Today’s Cash Scanner TOP 10 reinforces the broader tech narrative but highlights an emerging cyclical undercurrent that contradicts a pure defensive stance. Best Buy (BBY) leads the retail sector with a +3.5% gap and a score of 35, triggering a 20-day breakout alongside a bullish MACD and BB squeeze, signaling renewed consumer confidence in discretionary spending[Scanner]. In infrastructure, Union Pacific (UNP) shows a score of 37 with a +0.7% gap and a 20-day breakout, confirming that logistics flows are aligning with the tech rebound rather than diverging[Scanner]. Conversely, Twilio (TWLO) presents a mixed signal with a -1.8% gap despite a high score of 35 and a BB squeeze, suggesting that while the sector is strong, specific software names may face short-term volatility before the next leg up[Scanner]. The scanner’s mix of two Retail and two Technology names, alongside one Energy (Marathon Petroleum (MPC) with a 20-day breakout), confirms that the market is trading a broad risk-on regime rather than a narrow tech-only bubble, with positioning shifting toward assets that benefit from both AI growth and physical economic activity.

The single dominant narrative for the next 1–5 sessions is whether the AI capital cycle can sustain momentum despite the geopolitical oil shock from the Hormuz standoff. Consensus expects the Strait to reopen by mid-July, keeping oil prices near the IMF’s $89/barrel forecast for 2026, but the immediate surprise lies in the US strikes on Iran, which could temporarily spike volatility and test the resilience of tech valuations[1][7]. What remains underappreciated is the potential for a growth rebound in 2027 (projected at 3.4%) to offset weaker 2026 growth (3.0%), creating a V-shaped recovery that could support cyclical stocks like Union Pacific (UNP) and Best Buy (BBY) even if tech faces short-term pressure[1]. A credible contrarian scenario involves a prolonged Hormuz closure, which would invalidate the current risk-on trade by forcing a rapid repricing of inflation expectations and crushing growth stocks.

Upcoming catalysts include the IMF World Economic Outlook update (published July 8, with key data relevant to the week), which will confirm the 3% global growth forecast and the stalled disinflation trend, potentially anchoring rate expectations[1]; the US strikes on Iran and any subsequent diplomatic moves regarding the Strait of Hormuz, which could alter oil prices and volatility within hours[7]; and earnings or guidance revisions from major chipmakers like Micron Technology, whose reaffirmed AI spending plan was a key Friday catalyst[1]. The IMF’s assumption that policy uncertainty remains elevated through 2027 also serves as a backdrop for sector leadership, potentially favoring defensive cyclicals over pure growth if volatility spikes[1].

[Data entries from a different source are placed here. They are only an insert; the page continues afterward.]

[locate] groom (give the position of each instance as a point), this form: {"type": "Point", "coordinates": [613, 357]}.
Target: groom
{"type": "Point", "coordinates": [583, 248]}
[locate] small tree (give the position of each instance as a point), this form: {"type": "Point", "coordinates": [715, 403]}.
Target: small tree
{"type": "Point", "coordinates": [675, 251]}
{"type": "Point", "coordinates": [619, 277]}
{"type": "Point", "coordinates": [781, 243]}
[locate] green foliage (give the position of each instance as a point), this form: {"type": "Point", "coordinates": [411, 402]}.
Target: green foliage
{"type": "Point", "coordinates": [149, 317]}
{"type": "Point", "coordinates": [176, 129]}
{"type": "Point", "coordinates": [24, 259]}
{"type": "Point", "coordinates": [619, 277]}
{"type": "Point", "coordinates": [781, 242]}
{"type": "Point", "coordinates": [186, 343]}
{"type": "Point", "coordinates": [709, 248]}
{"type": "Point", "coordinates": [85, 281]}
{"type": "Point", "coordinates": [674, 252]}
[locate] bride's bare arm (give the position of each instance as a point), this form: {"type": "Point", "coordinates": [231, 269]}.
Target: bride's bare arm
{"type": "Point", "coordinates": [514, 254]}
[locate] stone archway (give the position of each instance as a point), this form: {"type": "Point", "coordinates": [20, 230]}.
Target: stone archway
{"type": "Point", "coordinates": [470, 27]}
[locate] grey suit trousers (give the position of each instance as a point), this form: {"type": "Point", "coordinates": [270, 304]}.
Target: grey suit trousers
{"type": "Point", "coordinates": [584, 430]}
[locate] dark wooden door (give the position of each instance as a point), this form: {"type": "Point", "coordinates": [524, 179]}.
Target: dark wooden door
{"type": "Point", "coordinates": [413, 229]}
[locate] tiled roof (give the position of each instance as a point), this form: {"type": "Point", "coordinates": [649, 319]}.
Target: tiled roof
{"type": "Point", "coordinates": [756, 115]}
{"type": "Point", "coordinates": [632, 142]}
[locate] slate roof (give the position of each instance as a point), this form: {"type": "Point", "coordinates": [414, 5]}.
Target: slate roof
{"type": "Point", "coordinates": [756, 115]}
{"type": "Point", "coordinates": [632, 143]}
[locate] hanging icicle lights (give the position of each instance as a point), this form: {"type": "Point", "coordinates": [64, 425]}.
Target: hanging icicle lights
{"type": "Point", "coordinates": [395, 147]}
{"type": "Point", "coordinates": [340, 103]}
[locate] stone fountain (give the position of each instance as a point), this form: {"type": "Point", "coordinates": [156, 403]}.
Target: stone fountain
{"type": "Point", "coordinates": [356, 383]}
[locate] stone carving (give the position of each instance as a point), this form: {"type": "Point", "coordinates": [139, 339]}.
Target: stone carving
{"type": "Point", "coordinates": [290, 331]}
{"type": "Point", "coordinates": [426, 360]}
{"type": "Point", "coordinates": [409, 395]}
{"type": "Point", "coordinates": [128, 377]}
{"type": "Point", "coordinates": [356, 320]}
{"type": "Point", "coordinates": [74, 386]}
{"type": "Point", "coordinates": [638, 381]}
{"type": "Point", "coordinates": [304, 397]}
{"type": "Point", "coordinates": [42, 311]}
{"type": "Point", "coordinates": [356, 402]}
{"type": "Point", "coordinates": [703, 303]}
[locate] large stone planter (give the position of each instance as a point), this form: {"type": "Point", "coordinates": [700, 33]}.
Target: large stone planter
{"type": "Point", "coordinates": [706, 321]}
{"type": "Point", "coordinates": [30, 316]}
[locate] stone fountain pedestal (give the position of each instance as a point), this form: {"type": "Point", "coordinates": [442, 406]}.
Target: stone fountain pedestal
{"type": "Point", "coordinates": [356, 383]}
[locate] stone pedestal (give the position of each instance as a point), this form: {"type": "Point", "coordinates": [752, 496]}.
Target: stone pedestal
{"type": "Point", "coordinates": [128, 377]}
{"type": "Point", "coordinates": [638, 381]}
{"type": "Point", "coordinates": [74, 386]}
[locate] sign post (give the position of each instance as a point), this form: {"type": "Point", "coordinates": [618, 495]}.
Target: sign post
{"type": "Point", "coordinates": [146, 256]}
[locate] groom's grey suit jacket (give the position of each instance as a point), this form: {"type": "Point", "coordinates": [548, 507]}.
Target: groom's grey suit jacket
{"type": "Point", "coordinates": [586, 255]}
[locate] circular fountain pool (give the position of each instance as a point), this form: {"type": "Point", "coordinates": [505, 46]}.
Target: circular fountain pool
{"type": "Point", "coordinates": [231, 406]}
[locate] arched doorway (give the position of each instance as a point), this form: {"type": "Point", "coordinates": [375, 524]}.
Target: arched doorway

Risks to monitor include a liquidity deterioration in sovereign bond markets if inflation expectations rise sharply due to oil price spikes, which could break the current tech-momentum regime; a geopolitical escalation in the Middle East that extends the Hormuz closure beyond mid-July, invalidating the IMF’s normalization timeline[1]; and an earnings disappointment from a major tech name that could trigger a rapid unwind of crowded longs, particularly in software names like Twilio (TWLO) that show mixed scanner signals.

Actionable observations: If oil prices breach $95/barrel within 24 hours, monitor the VIX for a spike above 18, which would likely invalidate the tech-momentum trade and favor defensive cyclicals like Union Pacific (UNP); if the S&P 500 holds above 7,550 despite geopolitical headlines, confirm the resilience of AI demand by watching Best Buy (BBY) for a continuation of its 20-day breakout, signaling broad risk-on confidence; and if Twilio (TWLO) fails to close above its BB squeeze level of $215, treat it as a short-term warning for the broader software sector, suggesting a rotation into hardware and infrastructure names like Marathon Petroleum (MPC).

Bonne journée aux p&l makers.

Sources

  1. boursorama.com
  2. boursorama.com
  3. youtube.com
  4. tf1info.fr
  5. franceinfo.fr
  6. franceinfo.fr

AI-generated brief based on the public sources cited above, published for information only — this is not investment advice.